Revenues at online firm Moneysupermarket.com rose by 19% to £104.9m in the first quarter of the year.

The Chester based business issued a trading update this morning,

The company said motor insurance benefited from improved conversion, partially offset by subdued trading in life insurance as competitors spent more on their customer incentives.

The combination of attractive offers and the announcement of the price cap increase meant energy switching was exceptionally strong in the quarter

Mark Lewis, chief executive of Moneysupermarket.com Group, said: “The reinvent strategy continues with a strong first quarter of trading, notably helping a record number of customers beat the rising energy price cap.

“Moneysupermarket innovation continues, we have new branding and advertising to remind everyone how we can help them with their finances and ‘get money calm’ and new products like Credit Monitor are on the site.”

Performance of Home Services was exceptional in the first quarter and the firm expects this to moderate through the year.

The outlook for the year remains unchanged. The board remains confident of meeting current market expectations.

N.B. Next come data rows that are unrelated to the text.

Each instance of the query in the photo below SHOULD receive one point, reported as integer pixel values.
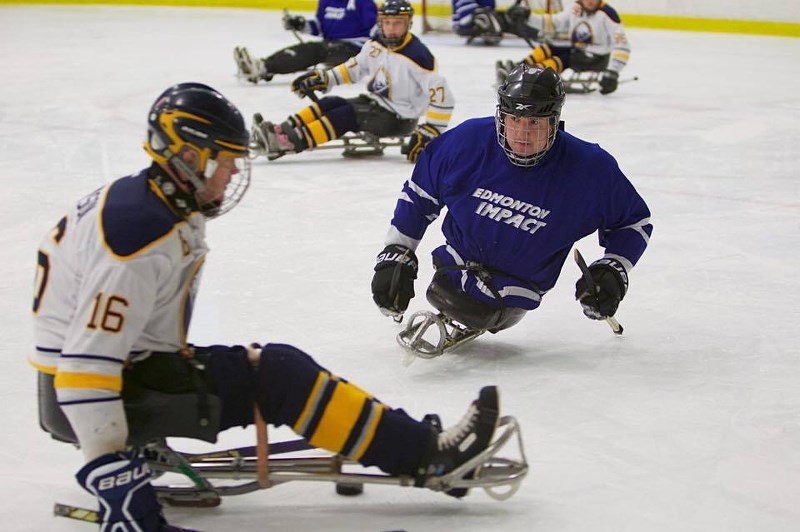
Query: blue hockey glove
(611, 283)
(393, 282)
(294, 22)
(608, 82)
(121, 483)
(419, 138)
(316, 80)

Following the announcement in February of a proposed £40m enhanced distribution and the related shareholder consultation, the board confirmed that this will be made by way of special dividend.

Russ Mould, investment director at Manchester investment firm AJ Bell, said: “Comparison site Moneysupermarket’s stellar first quarter numbers are all the more impressive when you consider demand for its services are often seen as being linked to the fortunes of the UK economy.

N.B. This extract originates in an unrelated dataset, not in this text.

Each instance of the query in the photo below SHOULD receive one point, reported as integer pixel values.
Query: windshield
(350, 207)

“But while the latter might be struggling, mired in political and economic uncertainty, Moneysupermarket is forging ahead investing in new technology and expanding into new areas.

“This involves investment and is perhaps why the company is not lifting full year guidance, despite performing significantly better than expected in the first three months of the year.

“This cautious approach also reflects the fact that it’s first quarter numbers were boosted by a particularly strong period for energy switching ahead of flagged price increases from the big suppliers, a trend which the company expects to moderate in the remainder of the year.”

He added: “A new strategy built around a tailored service which would push products to consumers based on their needs and profile is seen as a potential game-changer for the business.

“It could create more of a subscriber-based model, with a stronger connection with users which could help address the significant marketing costs and competition associated with the price comparison market.

“Today’s statement shows how competitive that market still is. This is principally reflected in the life insurance market where rivals have been allocating more to customer incentives.”